A motorcycle patrolman was rushed to the hospital with an inflamed appendix.

 

A motorcycle patrolman was rushed to the hospital with an inflamed appendix. The doctors operated and advised him that all was well. However, the patrolman kept feeling something pulling at the hairs on his chest. Worried that it might be a second surgery the doctors hadn’t told him about, he finally got enough energy to pull his hospital gown down enough so he could look at what was making him so uncomfortable. Taped very firmly across his hairy chest were three wide strips of adhesive tape, the kind that doesn’t come off easily. Written in large black letters was the sentence

“Get well quick….. from the nurse you gave a ticket to last week.”

Don’t mess with an old man
An old geezer, who had been a retired farmer for a long time became very bored and decided to open a medical clinic.

He put a sign up outside that said: “Get your treatment for $500 – if not cured, get back $1,000.”

Doctor “Young,” who was positive that this old geezer didn’t know beans about medicine, thought this would be a great opportunity to get $1,000.

He went to Dr Geezer’s clinic and this is what happened.
Dr Young: “Dr Geezer, I have lost all taste in my mouth. Can you please help me?

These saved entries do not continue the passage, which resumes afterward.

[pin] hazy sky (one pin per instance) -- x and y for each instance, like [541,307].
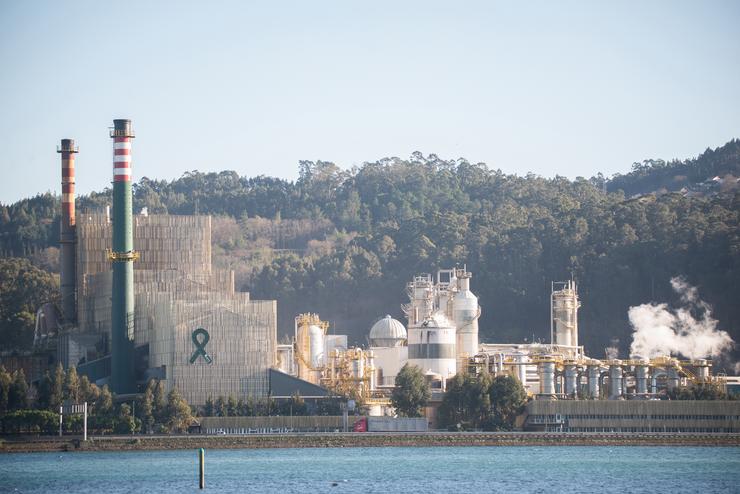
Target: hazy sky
[552,87]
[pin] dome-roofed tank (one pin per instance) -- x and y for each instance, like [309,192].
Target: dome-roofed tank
[387,332]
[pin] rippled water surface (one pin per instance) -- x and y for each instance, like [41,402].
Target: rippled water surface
[472,470]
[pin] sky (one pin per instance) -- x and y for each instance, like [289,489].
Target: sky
[568,88]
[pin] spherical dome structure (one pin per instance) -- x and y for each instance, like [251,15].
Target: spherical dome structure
[387,332]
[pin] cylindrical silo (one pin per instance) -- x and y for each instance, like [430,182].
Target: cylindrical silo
[466,312]
[641,378]
[521,368]
[546,370]
[316,346]
[565,306]
[702,370]
[432,346]
[673,380]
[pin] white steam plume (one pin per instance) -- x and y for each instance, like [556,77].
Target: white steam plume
[660,330]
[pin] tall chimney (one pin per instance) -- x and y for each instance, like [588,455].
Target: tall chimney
[68,236]
[122,257]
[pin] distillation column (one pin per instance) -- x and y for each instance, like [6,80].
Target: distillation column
[615,380]
[122,257]
[571,380]
[546,370]
[594,374]
[641,379]
[564,314]
[466,312]
[68,236]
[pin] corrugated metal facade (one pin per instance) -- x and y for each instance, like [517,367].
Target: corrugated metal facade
[633,416]
[176,292]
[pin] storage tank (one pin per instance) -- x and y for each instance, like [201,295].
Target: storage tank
[641,378]
[565,306]
[546,370]
[594,374]
[309,346]
[702,369]
[521,369]
[316,337]
[421,293]
[466,311]
[388,332]
[673,378]
[432,346]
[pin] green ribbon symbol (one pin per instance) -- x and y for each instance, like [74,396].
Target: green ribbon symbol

Dr Geezer: “Nurse, please bring medicine from box 22 and put 3 drops in Dr Young’s mouth.”

Dr Young: “Aaagh! This is Gasoline!”

Dr Geezer: “Congratulations! You’ve got your taste back. That will be $500.”

Dr Young gets annoyed and goes back after a couple of days figuring to recover his money.

Dr Young: “I have lost my memory and I cannot remember anything.”

Dr Geezer: “Nurse, please bring medicine from box 22 and put 3 drops in the patient’s mouth.”

Dr Young: “Oh no you don’t, that’s Gasoline!”

Dr Geezer: “Congratulations! You’ve got your memory back. That will be $500.”

Dr Young (after having lost $1000) leaves angrily and comes back after several more days.

Dr Young: “My eyesight has become weak I can hardly see!”

Dr Geezer: “Well, I don’t have any medicine for that. Here’s your $1000 back.”

Dr Young: “But this is only $500!”

Dr Geezer: “Congratulations! You have got your vision back! That will be $500.”